Des porcs, des chevaux et des hommes

In vitro , le virus Nipah entraîne la formation de cellules géantes multinucléées (synticia). Les analyses par immunofluorescence révèlent que ce virus est proche d’un autre agent viral récemment identifié : le virus Hendra. Ce dernier a été isolé en Australie (banlieue de Brisbane) en 1994 où il a provoqué une bouffée épidémique se manifestant par une atteinte respiratoire sévère et une encéphalite chez trois personnes travaillant au contact de chevaux de course malades.

L’autopsie des patients malaisiens atteints d’encéphalite a montré des micro-infarctus diffus dans le cerveau et d’autres organes (poumon, rein, coeur), entraînant des thromboses par vascularite. Aucune atteinte pulmonaire clinique ou radiologique n’a été observée. Des inclusions paramyxovirales dans des cellules nerveuses situées à proximité des vaisseaux sanguins touchés signent une infection neuronale directe.

La seconde étude, menée en association avec des chercheurs des CDC d’Atlanta, a été dirigée par le Dr Nicholas Patton du Communicable Diseases Center de Singapour. Elle a porté sur 11 patients atteints d’encéphalite au virus Nipah. Contrairement à la précédente, elle montre que certains patients (3 sur 11) ont tout de même développé une pneumonie atypique. Surtout, l’IRM cérébrale a montré la présence de lésions focales, le plus souvent localisées dans la substance blanche. On observe par contre dans l’encéphalite japonaise une atteinte bilatérale du thalamus avec souvent hémorragie associée.

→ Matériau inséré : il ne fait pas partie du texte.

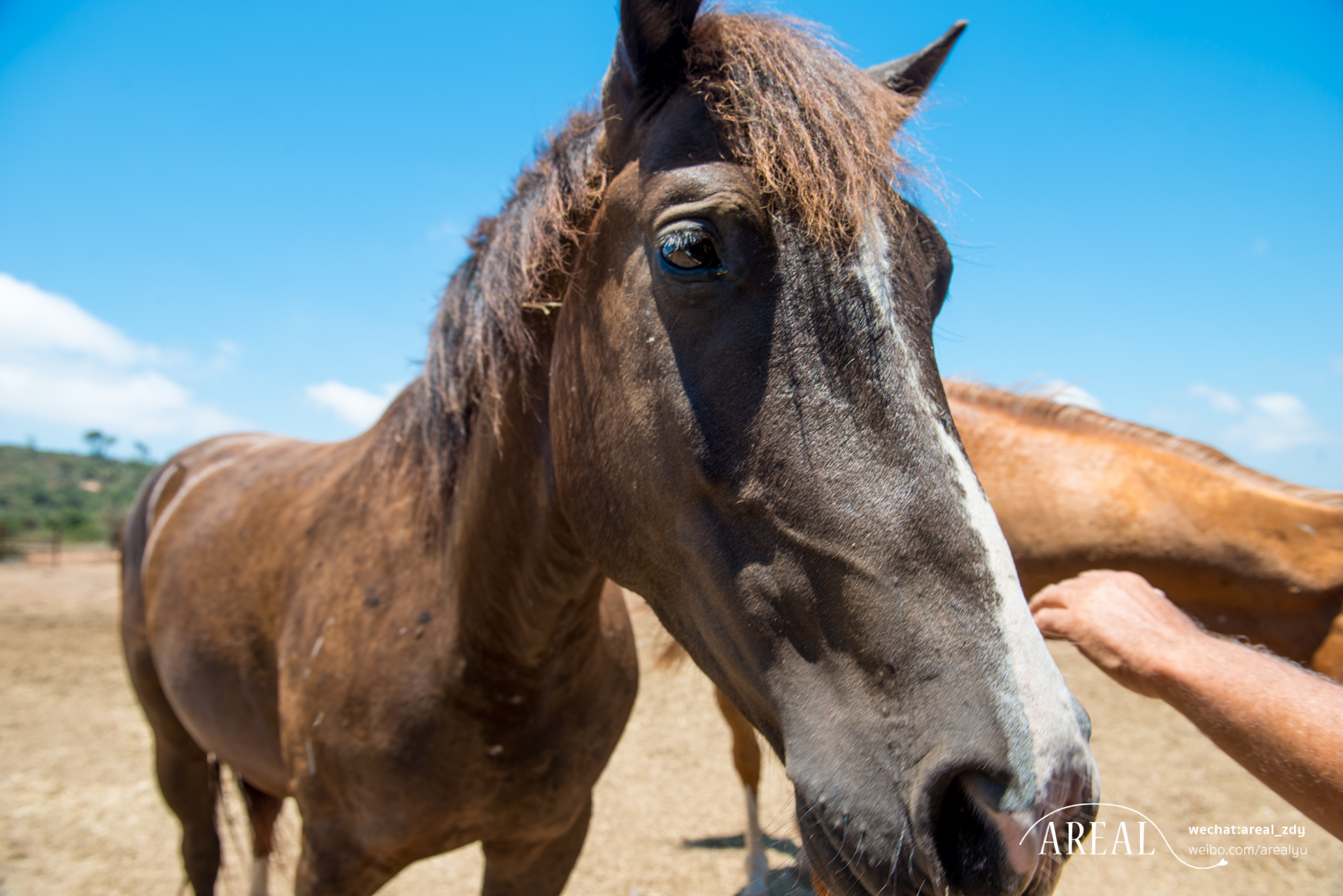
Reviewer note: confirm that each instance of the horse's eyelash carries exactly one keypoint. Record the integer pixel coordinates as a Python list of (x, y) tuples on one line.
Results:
[(683, 238)]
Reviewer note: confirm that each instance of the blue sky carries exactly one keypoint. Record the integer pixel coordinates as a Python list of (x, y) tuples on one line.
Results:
[(239, 215)]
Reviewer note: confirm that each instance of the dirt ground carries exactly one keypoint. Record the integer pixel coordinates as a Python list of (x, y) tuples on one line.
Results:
[(80, 811)]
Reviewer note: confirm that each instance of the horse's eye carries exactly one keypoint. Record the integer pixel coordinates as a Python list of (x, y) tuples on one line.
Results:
[(690, 250)]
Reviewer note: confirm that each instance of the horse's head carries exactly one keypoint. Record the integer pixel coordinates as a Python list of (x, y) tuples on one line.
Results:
[(751, 432)]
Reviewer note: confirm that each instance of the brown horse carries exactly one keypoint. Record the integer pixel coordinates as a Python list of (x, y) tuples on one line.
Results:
[(1074, 490), (692, 355)]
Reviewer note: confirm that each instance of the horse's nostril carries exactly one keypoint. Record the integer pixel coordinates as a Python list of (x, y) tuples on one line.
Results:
[(979, 846)]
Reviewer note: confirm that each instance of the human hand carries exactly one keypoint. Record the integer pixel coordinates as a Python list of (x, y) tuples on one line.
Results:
[(1121, 623)]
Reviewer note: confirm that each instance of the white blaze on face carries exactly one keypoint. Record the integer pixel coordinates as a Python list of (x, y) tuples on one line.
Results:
[(1036, 709)]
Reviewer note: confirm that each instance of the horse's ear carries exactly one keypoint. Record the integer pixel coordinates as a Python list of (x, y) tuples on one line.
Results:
[(912, 74), (649, 59)]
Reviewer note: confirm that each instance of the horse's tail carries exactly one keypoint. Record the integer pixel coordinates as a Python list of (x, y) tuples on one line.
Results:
[(134, 534)]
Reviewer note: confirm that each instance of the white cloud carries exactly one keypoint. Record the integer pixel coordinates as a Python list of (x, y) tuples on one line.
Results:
[(1065, 392), (1277, 422), (357, 407), (1220, 401), (61, 364), (1271, 423)]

Huit des neuf patients traités à Singapour par aciclovir par voie intraveineuse ont survécu à leur encéphalite.

Il reste encore aux chercheurs à formellement isoler le virus Nipah ou à amplifier son matériel génétique à partir de tissu cérébral ou de liquide céphalo-rachidien.

Source : The Lancet, 9 octobre 1999; 354 : 1222-23, 1253-56, 1257-99.